“Face the wall,” growled a voice, and mechanically he turned, his hands still behind him, and stood staring at the grey wall of the prison storehouse.
He heard the shuffling feet of the quarry gang, his ears caught the clink of the chains which bound them together. They were desperate men, peculiarly interesting to him, and he had watched their faces furtively in the early period of his imprisonment.
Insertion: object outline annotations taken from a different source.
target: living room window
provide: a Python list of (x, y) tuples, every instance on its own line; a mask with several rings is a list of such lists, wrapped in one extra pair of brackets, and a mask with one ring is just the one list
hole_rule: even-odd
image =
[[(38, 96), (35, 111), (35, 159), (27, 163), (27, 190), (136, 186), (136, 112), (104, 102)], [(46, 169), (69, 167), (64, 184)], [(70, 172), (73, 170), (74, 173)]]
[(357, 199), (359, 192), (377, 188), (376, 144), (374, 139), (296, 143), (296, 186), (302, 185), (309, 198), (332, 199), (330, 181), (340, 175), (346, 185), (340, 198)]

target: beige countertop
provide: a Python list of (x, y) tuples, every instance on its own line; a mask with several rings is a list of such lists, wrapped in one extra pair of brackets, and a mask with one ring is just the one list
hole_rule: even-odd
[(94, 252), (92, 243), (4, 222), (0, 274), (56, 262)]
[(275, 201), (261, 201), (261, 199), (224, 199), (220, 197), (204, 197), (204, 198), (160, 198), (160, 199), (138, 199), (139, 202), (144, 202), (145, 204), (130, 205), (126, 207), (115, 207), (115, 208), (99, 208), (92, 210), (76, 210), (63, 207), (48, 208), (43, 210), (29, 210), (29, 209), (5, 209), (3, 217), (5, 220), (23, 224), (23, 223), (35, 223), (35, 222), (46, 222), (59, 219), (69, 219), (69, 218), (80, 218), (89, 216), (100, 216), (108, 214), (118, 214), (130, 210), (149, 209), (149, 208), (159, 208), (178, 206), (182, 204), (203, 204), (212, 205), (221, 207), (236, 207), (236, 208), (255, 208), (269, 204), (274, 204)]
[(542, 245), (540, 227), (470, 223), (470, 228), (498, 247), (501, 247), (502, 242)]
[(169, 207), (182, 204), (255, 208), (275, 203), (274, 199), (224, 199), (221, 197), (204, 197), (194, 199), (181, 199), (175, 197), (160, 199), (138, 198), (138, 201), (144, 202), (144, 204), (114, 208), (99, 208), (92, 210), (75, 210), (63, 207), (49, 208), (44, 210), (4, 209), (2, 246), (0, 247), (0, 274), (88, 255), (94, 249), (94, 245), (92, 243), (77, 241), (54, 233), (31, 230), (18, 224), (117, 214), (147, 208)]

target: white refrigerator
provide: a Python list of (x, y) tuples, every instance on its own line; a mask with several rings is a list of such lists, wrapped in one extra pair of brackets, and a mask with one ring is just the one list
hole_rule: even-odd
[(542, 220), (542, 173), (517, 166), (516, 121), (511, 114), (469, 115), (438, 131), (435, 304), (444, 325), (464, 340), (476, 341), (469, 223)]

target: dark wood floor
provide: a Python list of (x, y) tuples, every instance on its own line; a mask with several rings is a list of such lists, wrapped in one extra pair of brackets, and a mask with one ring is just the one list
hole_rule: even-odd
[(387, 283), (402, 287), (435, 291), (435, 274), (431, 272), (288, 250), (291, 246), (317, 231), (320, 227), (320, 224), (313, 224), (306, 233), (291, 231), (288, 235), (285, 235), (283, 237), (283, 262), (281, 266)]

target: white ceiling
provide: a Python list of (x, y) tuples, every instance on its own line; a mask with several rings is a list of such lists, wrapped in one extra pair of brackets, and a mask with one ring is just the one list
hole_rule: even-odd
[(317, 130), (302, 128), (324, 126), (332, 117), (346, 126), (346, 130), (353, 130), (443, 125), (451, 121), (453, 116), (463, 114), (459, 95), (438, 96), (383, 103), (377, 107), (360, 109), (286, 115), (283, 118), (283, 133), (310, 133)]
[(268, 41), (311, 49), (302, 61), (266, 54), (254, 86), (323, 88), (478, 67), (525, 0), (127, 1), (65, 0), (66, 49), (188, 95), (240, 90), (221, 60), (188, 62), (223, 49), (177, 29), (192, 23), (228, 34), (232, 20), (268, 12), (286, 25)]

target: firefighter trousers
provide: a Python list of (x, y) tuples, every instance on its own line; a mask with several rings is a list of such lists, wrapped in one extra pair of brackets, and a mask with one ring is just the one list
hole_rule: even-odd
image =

He had been sent to Dartmoor after spending three months in Wormwood Scrubbs. Old hands had told him variously that he was fortunate or unlucky. It was usual to have twelve months at the Scrubbs before testing the life of a convict establishment. He believed there was some talk of sending him to Parkhurst, and here he traced the influence which T. X. would exercise, for Parkhurst was a prisoner's paradise.
He heard his warder's voice behind him.
“Right turn, 43, quick march.”
He walked ahead of the armed guard, through the great and gloomy gates of the prison, turned sharply to the right, and walked up the village street toward the moors, beyond the village of Princetown, and on the Tavistock Road where were two or three cottages which had been lately taken by the prison staff; and it was to the decoration of one of these that A. O. 43 had been sent.
The house was as yet without a tenant.
A paper-hanger under the charge of another warder was waiting for the arrival of the painter. The two warders exchanged greetings, and the first went off leaving the other in charge of both men.
For an hour they worked in silence under the eyes of the guard. Presently the warder went outside, and John Lexman had an opportunity of examining his fellow sufferer.
He was a man of twenty-four or twenty-five, lithe and alert. By no means bad looking, he lacked that indefinable suggestion of animalism which distinguished the majority of the inhabitants at Dartmoor.